August 12, 2023

Pizza Sauce: New Recipe!

Why pizza sauce? Why not tomato sauce, or pasta sauce, or marinara? I suppose because pizza is the main thing I use it for! Spaghetti sometimes, or ravoli, or lasagna. Well, sometimes with gnocchi and meatballs, but mostly on pizza. And this year, I'm using my new recipe. 

You may recall that last year, after I purchased my power blender, I discovered fresh tomato sauce. Until then, I didn't know that a blender could pulverize the skins and seeds which would automatically thicken the sauce. My previous method called for a day of running the tomatoes through my Roma juicer and then three days or so cooking it down in my slow cooker. Then finally, the next day I could can it. So that was roughly five days worth of tomato processing and sauce making and preserving. With this method, I can get the whole thing done in an afternoon! What a savings of time! And of electricity for cooking it down. 

What I wasn't sure about, was how well my new method would work with frozen tomatoes. I tend to toss extra tomatoes into the freezer, and after I get several full gallon bags of them, I pull them out, defrost them, drain them (saving the water), and make sauce. 

Tomato tip: Frozen tomatoes peel super easy as they defrost,
meaning you don't need gallons of boiling and ice water!

Freezing, though, tends to toughen the skins, and I wondered if that would be a problem for the texture of the sauce. I really didn't feel like spending all day with my manual juicer though, so I decided to experiment. 

Result? No problem! All that was left was to season, heat and can it!

Liquefied thawed tomatoes.

For the sauce seasoning, I tried another experiment. I simply added chopped onion and fresh herbs to the last batch of tomatoes going into the blender. 

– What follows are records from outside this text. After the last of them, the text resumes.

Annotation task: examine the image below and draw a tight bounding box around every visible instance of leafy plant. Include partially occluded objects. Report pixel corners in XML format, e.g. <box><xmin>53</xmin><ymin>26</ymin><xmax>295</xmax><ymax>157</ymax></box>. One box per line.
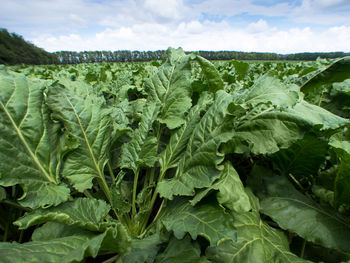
<box><xmin>0</xmin><ymin>48</ymin><xmax>350</xmax><ymax>263</ymax></box>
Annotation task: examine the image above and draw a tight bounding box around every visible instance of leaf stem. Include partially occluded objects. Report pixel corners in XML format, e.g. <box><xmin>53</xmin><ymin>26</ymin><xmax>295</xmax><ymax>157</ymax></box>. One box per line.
<box><xmin>102</xmin><ymin>255</ymin><xmax>119</xmax><ymax>263</ymax></box>
<box><xmin>300</xmin><ymin>239</ymin><xmax>306</xmax><ymax>258</ymax></box>
<box><xmin>141</xmin><ymin>169</ymin><xmax>167</xmax><ymax>233</ymax></box>
<box><xmin>107</xmin><ymin>160</ymin><xmax>115</xmax><ymax>184</ymax></box>
<box><xmin>132</xmin><ymin>168</ymin><xmax>140</xmax><ymax>218</ymax></box>
<box><xmin>0</xmin><ymin>200</ymin><xmax>32</xmax><ymax>212</ymax></box>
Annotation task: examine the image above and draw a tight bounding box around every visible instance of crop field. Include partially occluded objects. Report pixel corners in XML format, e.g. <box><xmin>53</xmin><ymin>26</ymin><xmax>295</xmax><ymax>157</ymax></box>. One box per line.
<box><xmin>0</xmin><ymin>48</ymin><xmax>350</xmax><ymax>263</ymax></box>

Raw onion and fresh oregano and rosemary.
I also added salt, 1/2 teaspoon to each pint jar.

Then it's heating the sauce to a boil and water bath canning as usual.

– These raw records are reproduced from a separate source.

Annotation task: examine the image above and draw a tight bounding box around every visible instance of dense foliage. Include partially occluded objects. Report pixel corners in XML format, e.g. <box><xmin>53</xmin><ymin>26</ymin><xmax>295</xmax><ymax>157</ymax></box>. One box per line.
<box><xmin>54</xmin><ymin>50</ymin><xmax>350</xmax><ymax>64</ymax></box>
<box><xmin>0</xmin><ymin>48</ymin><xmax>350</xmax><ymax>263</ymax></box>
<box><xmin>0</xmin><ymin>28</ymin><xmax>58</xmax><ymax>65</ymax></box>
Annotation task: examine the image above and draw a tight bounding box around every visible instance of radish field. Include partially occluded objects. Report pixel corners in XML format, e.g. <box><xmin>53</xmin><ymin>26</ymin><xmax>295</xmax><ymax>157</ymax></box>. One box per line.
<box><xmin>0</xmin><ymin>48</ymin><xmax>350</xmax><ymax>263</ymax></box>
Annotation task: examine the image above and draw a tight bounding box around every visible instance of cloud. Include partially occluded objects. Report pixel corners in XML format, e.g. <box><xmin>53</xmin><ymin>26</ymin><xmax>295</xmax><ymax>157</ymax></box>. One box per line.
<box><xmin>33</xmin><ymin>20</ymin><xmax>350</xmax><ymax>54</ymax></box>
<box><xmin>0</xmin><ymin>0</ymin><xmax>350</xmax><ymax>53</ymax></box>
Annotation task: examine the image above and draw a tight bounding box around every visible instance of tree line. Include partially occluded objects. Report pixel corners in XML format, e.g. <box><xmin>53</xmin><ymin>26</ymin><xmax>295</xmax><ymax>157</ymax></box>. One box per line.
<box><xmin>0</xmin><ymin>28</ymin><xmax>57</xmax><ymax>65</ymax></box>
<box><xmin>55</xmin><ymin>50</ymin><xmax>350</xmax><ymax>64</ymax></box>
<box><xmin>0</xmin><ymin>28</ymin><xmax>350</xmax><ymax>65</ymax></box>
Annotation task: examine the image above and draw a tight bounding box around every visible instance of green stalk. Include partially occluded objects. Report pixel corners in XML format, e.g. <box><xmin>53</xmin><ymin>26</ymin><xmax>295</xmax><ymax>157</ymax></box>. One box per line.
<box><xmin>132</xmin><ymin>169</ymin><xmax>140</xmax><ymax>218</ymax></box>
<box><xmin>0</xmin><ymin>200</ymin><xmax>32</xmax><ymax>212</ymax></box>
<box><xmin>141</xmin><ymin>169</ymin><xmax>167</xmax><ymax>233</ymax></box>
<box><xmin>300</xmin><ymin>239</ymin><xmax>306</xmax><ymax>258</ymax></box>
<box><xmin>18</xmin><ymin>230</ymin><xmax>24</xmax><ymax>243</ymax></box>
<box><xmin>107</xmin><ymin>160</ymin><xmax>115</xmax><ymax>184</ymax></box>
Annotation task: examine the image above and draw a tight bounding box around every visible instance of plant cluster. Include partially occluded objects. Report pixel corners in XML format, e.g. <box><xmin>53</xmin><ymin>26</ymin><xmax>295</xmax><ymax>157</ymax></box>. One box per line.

What's really noteworthy, is how the blender sauce looks compared to the cooked down method. 

On the left is a jar of last year's pizza sauce, made by cooking it
down for several days. On the right is the fresh blender pizza sauce.

I had some left over that didn't quite fill the last jar, so that night we tried it on gnocchi and meatballs. No picture, but I can assure it it was delicious. The rest went onto Friday night's pizza. I did get a photo of that!

I love that our homemade pizzas have at least some homegrown
ingredients. On this one, it's the sauce, mozzarella, and the pepper.

This method is definitely a keeper! Faster, easier, and so much tastier. The only thing I will do differently in the future, is to make sure the little stems are removed from the cherry tomatoes before I pop them into the freezer. Slicing tomatoes should be cored before freezing. Those two things will make sauce making even faster. 

I also wanted to mention the bonus by-product, i.e. the drained water from the frozen tomatoes. It's not juice, but it's quite tomato-ey in flavor, so I don't waste it. Part of it went as liquid for canning black turtle beans. The rest I canned on it's own and labeled it "tomato broth."

Canned tomato broth

I use it for soup or to make tomato gravy or Spanish rice. 

What's everyone else doing with their tomatoes? 


daisy g said...

Oh, how I do miss my homemade gravy. (That's what I call tomato sauce.) It started causing reflux, so I had to remove it from my diet. I may introduce tomatoes again at some point, but for now, I will just have to envy your sauce. So glad you found an easier way. The high speed blender we have is a fantastic way to make instant soups too. I use it for hummus, dips, pesto, even ice cream making. It's a worthwhile investment.

Do you make homemade gnocci? Oh my gosh, that was always my favorite thing my sweet momma made. I requested it for my birthday supper every year. The storebought version just doesn't even come close.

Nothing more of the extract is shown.